Les Etats-Unis n’ont pas connu de progrès en matière d’inflation le mois dernier avec un indice PCE qui stagne à un niveau élevé (3,7% sur un an), selon des données officielles publiées mercredi.
Les investisseurs s’attendaient à un léger ralentissement de la hausse des prix, autour de 3,6% sur un an (contre 3,7% en juin et 4,1% en mai), selon le consensus publié par Trading Economics.
L’inflation reste donc quasiment deux fois plus élevée que les 2% visés par la Réserve fédérale américaine (Fed), un objectif manqué depuis plus de cinq ans.
«Les Etats-Unis ont toujours un problème d’inflation», commente Heather Long, économiste pour la banque Navy Federal Credit Union.
«Ces données permettent néanmoins à la Réserve fédérale d’attendre de voir [avant d’agir sur les taux d’intérêt, NDLR]. Cela n’a pas empiré en juillet, mais cela ne s’est pas amélioré pour autant», ajoute-t-elle dans une note, estimant que la guerre commerciale en cours avec le voisin canadien «ne fera qu’aggraver les soucis d’inflation».
«La lassitude des consommateurs est réelle», pointe Mme Long.
Les données de mercredi, publiées par le ministère du Commerce, reflètent l’évolution des prix, mais aussi des revenus et des dépenses.

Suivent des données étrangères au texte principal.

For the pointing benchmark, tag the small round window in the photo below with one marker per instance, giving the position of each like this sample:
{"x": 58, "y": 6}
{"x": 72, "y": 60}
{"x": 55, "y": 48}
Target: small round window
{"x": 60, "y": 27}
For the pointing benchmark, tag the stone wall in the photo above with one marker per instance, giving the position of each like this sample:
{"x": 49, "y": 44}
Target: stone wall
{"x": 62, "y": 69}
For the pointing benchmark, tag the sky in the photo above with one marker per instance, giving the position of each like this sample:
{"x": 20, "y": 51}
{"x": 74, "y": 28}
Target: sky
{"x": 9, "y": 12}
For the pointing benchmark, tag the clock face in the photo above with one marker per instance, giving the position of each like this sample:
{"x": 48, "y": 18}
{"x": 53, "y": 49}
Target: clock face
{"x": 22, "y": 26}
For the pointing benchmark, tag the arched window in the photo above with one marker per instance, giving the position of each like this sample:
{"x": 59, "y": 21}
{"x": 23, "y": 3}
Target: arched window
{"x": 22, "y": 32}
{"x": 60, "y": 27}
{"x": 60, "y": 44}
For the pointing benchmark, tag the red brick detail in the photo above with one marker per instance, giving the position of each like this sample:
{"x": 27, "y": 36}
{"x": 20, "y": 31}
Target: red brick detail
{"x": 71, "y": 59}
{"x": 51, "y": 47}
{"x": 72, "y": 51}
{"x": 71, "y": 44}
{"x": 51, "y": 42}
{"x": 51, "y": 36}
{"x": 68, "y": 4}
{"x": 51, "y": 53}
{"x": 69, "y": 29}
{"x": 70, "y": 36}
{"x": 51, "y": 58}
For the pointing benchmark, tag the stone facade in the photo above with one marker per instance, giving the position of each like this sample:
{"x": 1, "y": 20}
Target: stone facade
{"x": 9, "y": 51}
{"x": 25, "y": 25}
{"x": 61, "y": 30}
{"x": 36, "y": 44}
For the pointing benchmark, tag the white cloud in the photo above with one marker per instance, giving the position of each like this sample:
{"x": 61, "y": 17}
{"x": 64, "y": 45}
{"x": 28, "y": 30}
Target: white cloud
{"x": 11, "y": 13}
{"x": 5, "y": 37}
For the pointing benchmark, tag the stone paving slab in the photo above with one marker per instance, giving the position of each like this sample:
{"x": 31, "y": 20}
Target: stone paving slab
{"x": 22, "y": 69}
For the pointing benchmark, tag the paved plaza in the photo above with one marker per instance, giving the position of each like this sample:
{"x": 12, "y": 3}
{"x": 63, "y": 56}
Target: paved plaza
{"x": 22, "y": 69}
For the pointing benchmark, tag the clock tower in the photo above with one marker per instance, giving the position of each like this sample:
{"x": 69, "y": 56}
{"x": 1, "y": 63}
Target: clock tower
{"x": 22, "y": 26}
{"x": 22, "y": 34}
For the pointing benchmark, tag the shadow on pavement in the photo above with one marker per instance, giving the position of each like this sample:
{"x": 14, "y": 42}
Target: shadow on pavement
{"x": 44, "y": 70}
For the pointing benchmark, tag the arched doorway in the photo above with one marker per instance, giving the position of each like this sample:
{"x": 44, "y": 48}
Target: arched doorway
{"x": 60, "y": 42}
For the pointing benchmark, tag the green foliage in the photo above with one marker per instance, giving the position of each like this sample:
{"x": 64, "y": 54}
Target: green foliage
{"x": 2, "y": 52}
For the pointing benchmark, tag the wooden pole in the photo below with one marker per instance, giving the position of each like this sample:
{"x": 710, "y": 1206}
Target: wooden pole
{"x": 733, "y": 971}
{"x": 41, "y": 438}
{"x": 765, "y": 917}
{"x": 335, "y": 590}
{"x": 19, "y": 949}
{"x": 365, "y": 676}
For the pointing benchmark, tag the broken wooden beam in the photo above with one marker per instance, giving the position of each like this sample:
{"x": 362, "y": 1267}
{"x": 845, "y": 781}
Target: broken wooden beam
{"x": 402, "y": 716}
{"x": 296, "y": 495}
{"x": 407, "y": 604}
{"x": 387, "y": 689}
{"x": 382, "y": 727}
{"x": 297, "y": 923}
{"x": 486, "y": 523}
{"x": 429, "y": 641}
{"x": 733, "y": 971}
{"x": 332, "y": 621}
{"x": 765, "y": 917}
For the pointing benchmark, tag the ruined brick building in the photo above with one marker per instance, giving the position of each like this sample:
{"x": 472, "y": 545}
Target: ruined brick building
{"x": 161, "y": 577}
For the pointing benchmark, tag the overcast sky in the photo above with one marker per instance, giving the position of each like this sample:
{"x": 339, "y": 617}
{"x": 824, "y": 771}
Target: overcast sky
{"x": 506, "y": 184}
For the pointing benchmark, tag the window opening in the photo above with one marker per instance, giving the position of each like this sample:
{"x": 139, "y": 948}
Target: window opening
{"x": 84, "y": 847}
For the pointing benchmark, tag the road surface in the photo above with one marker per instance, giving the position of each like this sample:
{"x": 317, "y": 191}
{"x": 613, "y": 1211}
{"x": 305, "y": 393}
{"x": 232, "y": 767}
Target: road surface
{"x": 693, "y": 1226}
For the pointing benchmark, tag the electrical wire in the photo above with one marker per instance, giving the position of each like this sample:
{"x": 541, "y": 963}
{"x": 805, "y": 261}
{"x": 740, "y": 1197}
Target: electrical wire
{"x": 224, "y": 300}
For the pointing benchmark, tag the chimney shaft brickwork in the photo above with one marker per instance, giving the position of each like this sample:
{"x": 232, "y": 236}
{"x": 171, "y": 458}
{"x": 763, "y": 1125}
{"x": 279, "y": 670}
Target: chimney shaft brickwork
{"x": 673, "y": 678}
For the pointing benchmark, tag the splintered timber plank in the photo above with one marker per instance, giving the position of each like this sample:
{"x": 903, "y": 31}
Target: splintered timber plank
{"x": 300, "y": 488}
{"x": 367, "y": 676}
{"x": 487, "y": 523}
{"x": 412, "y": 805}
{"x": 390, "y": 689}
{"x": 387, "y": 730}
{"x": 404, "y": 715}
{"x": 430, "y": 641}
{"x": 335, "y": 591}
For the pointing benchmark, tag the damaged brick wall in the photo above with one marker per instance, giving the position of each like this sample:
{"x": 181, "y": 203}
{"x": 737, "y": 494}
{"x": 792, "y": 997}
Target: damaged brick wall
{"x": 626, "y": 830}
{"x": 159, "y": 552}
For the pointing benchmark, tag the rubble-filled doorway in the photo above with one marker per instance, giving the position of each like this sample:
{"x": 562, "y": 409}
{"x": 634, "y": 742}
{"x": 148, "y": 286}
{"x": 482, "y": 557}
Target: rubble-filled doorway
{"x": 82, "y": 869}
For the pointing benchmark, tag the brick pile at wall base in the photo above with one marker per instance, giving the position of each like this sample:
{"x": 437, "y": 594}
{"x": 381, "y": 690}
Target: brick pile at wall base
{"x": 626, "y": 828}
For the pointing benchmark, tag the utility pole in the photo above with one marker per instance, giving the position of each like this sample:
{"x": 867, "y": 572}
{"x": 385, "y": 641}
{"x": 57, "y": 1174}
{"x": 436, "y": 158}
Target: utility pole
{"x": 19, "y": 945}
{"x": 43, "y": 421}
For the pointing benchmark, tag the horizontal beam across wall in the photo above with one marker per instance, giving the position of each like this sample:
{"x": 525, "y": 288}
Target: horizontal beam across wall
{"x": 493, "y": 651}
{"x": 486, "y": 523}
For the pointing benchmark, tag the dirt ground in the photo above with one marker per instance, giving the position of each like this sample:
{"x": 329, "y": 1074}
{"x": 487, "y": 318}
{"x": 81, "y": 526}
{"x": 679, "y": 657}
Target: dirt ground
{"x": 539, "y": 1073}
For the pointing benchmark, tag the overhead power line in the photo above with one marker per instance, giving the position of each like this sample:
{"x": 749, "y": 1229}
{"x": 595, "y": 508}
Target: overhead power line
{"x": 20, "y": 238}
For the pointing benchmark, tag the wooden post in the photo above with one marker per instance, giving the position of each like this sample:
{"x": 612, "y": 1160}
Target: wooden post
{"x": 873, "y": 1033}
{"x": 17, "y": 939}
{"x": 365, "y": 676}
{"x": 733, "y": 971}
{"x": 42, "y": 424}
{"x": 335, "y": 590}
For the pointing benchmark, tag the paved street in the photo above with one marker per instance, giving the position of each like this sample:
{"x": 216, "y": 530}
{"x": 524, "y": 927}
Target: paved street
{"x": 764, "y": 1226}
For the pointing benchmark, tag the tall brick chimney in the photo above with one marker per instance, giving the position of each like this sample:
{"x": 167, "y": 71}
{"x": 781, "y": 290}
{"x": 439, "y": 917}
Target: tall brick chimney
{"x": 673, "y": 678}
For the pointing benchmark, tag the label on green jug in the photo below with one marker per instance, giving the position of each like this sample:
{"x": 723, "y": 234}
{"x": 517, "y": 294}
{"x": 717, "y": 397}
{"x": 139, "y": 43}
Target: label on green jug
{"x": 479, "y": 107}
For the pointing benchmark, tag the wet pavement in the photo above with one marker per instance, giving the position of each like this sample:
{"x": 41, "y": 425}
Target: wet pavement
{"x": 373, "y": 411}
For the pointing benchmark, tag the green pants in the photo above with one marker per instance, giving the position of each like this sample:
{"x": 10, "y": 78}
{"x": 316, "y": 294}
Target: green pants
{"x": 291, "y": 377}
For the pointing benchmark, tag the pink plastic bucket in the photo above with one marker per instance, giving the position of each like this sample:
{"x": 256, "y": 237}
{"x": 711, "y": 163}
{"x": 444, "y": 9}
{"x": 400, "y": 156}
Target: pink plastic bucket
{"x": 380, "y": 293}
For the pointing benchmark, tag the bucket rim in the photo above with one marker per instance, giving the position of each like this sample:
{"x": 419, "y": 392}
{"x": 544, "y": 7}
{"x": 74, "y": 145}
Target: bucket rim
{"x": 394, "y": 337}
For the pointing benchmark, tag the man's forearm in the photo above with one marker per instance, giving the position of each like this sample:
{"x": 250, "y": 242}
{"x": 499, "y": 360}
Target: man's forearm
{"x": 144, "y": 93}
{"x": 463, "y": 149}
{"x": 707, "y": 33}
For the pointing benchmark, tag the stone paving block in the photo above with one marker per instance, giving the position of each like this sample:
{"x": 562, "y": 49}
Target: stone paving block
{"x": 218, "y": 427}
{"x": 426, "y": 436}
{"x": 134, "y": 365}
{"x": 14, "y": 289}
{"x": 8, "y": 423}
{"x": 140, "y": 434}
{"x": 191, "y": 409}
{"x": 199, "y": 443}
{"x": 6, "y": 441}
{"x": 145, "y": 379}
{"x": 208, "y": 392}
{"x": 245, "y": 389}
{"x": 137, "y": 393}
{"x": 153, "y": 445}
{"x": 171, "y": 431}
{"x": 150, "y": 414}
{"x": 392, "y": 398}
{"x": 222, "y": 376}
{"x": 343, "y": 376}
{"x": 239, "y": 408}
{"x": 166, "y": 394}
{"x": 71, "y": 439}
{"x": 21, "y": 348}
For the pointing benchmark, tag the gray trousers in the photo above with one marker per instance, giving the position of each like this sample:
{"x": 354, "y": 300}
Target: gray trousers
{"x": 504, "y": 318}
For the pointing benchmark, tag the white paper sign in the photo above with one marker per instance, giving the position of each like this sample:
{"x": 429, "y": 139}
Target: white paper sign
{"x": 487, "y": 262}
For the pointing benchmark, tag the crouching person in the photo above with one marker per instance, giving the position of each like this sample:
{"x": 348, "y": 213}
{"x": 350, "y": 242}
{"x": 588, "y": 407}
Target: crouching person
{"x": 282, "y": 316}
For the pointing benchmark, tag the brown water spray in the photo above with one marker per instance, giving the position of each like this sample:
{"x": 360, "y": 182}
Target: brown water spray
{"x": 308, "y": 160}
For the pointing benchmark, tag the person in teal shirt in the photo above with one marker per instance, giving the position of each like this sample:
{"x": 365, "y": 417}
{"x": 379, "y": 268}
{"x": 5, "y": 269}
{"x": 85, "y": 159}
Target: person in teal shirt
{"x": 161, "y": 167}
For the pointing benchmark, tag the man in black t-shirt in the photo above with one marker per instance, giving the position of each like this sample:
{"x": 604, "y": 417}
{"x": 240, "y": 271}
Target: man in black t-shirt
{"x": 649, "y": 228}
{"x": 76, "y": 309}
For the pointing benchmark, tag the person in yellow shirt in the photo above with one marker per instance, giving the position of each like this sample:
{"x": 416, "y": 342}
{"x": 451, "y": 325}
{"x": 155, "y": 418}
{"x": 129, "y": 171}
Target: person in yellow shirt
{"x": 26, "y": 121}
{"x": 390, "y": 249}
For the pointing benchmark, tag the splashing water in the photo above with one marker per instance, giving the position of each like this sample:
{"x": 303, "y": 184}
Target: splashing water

Or ces dernières n’ont progressé que parce que les biens et services coûtent plus cher.
Le pouvoir d’achat est au coeur de la campagne en vue des élections de mi-mandat (en novembre), alors que le président Donald Trump avait promis de rendre les Américains plus riches.
Les prix sont largement affectés par la guerre initiée par le chef de l’Etat contre l’Iran, qui a fait exploser les coûts énergétiques.
En l’absence d’issue au Moyen-Orient, l’essence s’est à nouveau renchérie ce mois-ci dans les stations-service américaines, où le gallon (3,8 litres) coûte en moyenne 4,10 dollars, selon les données de l’association automobile américaine. C’était environ trois dollars avant le conflit.
«Le président Trump avait juré de faire baisser les prix +dès le premier jour+ [de son mandat]. Il a échoué», a cinglé dans un communiqué la sénatrice démocrate Elizabeth Warren.
«L’inflation est aujourd’hui plus élevée que lors de son entrée en fonction en janvier 2025, plus élevée que lorsqu’il a lancé ses droits de douane chaotiques en avril 2025, et plus élevée que lorsqu’il a déclenché sa guerre illégale en Iran il y a cinq mois», a-t-elle reproché.